Seven-passenger crossover boasts genuine off-road credibility
"The combination of powerful V6, smooth-shifting transmission and tight suspension accounts for the XLS's more lively and engaging character"
"Handsome is as handsome does."
I believe it was J.R.R. Tolkien who uttered that sage observation? If so, the famous author of The Lord Of The Rings could very well have been talking about the 2012 Mitsubishi Outlander. A good-looking crossover that often goes unnoticed in a segment dominated by the Honda CR-V and Toyota RAV4, the Outlander flies well under the radar. Which is unfortunate, because the Outlander has a lot going for it.
Looking for all the world like an oversized Lancer, the Outlander breaks rank with its ilk by boasting chiselled lines and sharp planes rather than the de-rigueur curves in the crossover segment. But unlike its smaller sedan sibling, the Outlander boasts seven-passenger practicality, and a much more refined interior.
Just like the Lancer, the Outlander features the distinctive shark-nosed snout. It's sharp, aggressive and masculine with a sloping roofline that adds a rakish air. It may not be conventionally pretty, but it's a handsome vehicle that inserts itself very nicely into a variety of lifestyles with its adaptable practicality.
My tester, a gunmetal gray Outlander XLS S-AWC is the range-topping model in the lineup. Although its colour scheme is a bit on the subdued side, the Outlander's clean lines are nicely accented by LED taillights in clear lenses.
Inside, the cabin is well-designed with good quality materials and a variety of features. While Audi won't lose any sleep over the Outlander's level of craftsmanship, the quality is a big step up from the 2011 Mitsubishi Lancer we reviewed last December. Although there are the requisite hard plastics, they're pleasantly moulded and there's plenty of soft-touch material, including a leather hood over the gauge binnacle and leather-trimmed dash finished with contrasting stitching.

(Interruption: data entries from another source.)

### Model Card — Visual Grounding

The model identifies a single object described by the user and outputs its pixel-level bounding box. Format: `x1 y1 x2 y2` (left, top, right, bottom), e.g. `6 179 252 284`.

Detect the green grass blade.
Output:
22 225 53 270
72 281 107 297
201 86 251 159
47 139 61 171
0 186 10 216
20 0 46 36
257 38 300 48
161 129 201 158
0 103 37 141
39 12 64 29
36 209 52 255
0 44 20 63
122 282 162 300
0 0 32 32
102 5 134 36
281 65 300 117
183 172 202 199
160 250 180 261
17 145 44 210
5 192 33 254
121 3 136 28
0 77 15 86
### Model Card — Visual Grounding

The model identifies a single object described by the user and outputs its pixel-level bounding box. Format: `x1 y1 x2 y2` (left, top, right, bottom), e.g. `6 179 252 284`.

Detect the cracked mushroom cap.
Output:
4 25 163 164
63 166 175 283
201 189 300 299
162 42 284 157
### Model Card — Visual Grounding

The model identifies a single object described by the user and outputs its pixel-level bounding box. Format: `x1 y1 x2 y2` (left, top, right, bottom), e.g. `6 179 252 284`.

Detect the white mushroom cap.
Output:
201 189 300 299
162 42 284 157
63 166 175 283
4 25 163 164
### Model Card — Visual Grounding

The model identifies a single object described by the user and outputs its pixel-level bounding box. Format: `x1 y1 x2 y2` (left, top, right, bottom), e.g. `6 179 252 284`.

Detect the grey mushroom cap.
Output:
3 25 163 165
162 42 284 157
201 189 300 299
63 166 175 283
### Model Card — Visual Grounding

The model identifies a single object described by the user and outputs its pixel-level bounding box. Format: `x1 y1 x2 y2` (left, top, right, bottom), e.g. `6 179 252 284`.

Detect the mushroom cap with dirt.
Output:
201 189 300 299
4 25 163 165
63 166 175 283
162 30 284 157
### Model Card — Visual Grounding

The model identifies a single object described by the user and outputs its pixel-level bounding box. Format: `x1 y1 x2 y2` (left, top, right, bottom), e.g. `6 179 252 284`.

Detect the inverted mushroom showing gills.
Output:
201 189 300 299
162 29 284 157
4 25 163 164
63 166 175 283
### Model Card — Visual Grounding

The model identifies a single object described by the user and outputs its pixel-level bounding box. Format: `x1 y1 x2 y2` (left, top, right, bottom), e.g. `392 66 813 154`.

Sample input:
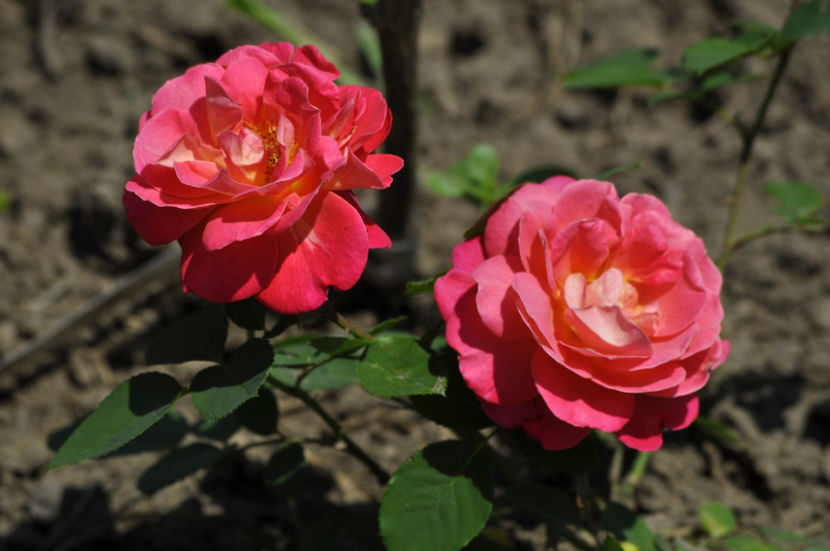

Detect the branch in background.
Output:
364 0 421 241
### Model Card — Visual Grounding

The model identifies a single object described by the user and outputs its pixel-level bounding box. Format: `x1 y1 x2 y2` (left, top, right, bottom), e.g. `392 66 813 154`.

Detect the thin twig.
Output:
269 377 389 485
0 247 179 373
718 43 795 271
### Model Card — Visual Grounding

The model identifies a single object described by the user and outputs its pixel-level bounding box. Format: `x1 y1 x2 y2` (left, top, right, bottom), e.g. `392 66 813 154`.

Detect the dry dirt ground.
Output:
0 0 830 550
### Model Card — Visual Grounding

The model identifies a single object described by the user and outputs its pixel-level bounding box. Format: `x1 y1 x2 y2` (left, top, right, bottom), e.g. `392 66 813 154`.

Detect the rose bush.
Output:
435 176 729 450
124 42 403 313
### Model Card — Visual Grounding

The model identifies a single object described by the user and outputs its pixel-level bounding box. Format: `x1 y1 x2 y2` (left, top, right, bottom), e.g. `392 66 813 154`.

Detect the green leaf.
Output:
49 372 182 470
138 443 223 495
380 441 493 551
225 298 266 331
234 389 279 436
310 337 368 363
695 416 743 446
406 272 446 295
600 503 657 551
357 335 447 398
700 501 736 538
46 410 188 457
510 429 597 475
781 0 830 40
592 161 645 180
263 442 306 486
426 144 501 205
300 358 360 390
600 534 624 551
410 354 493 429
766 182 822 224
565 50 669 88
193 415 242 442
147 308 228 365
683 33 768 75
190 339 273 420
724 536 782 551
504 483 582 525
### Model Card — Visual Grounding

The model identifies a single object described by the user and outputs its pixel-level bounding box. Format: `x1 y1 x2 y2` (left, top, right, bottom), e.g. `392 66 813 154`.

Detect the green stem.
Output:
574 473 602 548
624 452 652 493
717 43 795 271
332 312 375 341
269 377 389 485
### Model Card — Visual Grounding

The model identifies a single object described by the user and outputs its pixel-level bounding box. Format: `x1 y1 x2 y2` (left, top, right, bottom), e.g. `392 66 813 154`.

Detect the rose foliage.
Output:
435 176 729 450
124 42 403 313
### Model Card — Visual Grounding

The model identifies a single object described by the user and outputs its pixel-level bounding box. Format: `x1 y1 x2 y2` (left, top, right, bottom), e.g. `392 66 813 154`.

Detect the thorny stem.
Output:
718 43 795 271
269 377 389 486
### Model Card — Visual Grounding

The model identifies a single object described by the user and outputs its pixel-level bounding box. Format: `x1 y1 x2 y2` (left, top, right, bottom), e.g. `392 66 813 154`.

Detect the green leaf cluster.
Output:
426 144 510 207
563 0 830 103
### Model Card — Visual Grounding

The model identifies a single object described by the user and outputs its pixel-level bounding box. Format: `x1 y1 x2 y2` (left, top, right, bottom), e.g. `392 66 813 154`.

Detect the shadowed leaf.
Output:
49 372 182 470
380 441 493 551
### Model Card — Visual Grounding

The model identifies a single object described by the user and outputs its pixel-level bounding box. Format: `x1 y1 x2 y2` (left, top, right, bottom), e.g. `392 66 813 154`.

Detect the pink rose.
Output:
435 176 729 450
124 42 403 314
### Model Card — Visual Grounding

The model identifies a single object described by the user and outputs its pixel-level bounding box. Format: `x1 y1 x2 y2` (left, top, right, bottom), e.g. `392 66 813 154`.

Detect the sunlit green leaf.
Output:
138 443 223 495
781 0 830 40
147 308 228 365
49 372 182 469
380 441 493 551
565 50 669 88
766 182 823 223
695 415 741 446
700 501 736 538
190 339 273 419
724 536 782 551
357 335 447 398
300 358 360 390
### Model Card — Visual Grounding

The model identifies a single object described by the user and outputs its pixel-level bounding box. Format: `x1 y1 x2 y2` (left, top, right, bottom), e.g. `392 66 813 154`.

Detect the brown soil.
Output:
0 0 830 550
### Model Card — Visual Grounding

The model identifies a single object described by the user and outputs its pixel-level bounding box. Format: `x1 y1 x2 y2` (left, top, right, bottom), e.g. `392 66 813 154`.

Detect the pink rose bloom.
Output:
124 42 403 314
435 176 729 450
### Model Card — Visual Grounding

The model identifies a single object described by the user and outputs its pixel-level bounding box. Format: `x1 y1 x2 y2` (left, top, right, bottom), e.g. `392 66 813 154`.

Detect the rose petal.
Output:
257 193 369 314
435 271 537 405
532 350 635 432
617 395 699 451
179 220 281 302
202 197 287 251
122 187 213 245
470 256 527 340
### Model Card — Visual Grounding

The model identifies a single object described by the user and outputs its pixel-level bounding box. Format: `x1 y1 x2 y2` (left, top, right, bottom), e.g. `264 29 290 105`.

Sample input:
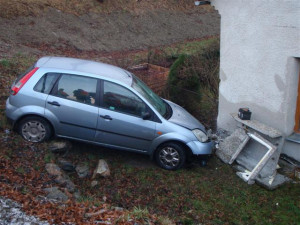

The centre console's large round control knobs are easily operated. They're nestled under the graphics screen that displays navigation and back-up camera. It's all very simply laid out, yet aesthetically pleasing. The XLS comes loaded with premium options like automatic xenon headlights, sunroof, leather upholstery, nine-speaker Rockford Fosgate sound system, back up camera and navigation system.
The leather-wrapped steering wheel is fat and grippy, and there are large, magnesium-alloy flappy paddles on either side of it. Unfortunately, they're mounted on the column and not the wheel itself, which would be more ergonomically intuitive, but they're large enough to be within reach at full lock-up.
Leather seats are plump and cushy with plenty of room for four adults in the first and second rows - even five in a crunch. The tiny third row should be saved for small children, or adults whom you don't really like.
Folding all four seats flat increases the available cargo space to 2,056 litres, slightly less than competitors RAV4 and CR-V thanks to the intrusion of its multi-link rear suspension. However, the load floor is level and flat with the seats down and easily reached without bending.
Flip down the tailgate, and it's strong enough to support up to 181 kg of cargo while loading.
Detracting from the overall impression of quality is the insubstantial, tinny way the doors slam, instead of a heavy, reassuringly well-insulated thud.
Underhood, there's a 3.0L V6 that puts out 230 hp and 215 lb-ft of torque matched to a 6-speed automatic transmission. Lesser models are powered by a 2.4L 4 cylinder mated to a continuously variable transmission.
The combination of the powerful V6 and smooth-shifting transmission account for the XLS's more lively and engaging character, it's as sprightly around town as it is performing passing manoeuvres on the highway. The suspension tuning is firm enough to deliver a modicum of sportiness without sacrificing comfort and the steering is nicely weighted.
Canadians enduring harsh climate and hazardous road conditions should take note of Mitsubishi's rally-proven S-AWC system. Outlanders with all-wheel-drive or S-AWC (for super-all-wheel control) have an active, locking front differential and a driver-selectable rotary knob on the centre console marked Tarmac, Snow and Lock.
At a turn of the dial, so-equipped Outlanders can go from 2WD pavement commuter, to automatic 4WD (applying traction and torque distribution as warranted). Selecting 4WD Lock turns the crossover into a fairly capable off-roader - rare in a segment populated by urban people haulers. And, it also features handy Hill Start Assist for added security.
On the downside, the S-AWC Outlanders with the larger mill can be thirsty beasts. Rated at 7.9L/100km on the highway and 11 in the city, my tester rarely dipped below 12.3 overall. And that's premium fuel to boot.
But for buyers who can overlook the less than stellar fuel economy in return for genuine 4WD performance - and the ability to carry up to seven passengers - the Mitsubishi Outlander S-AWC looks like a handsome choice indeed.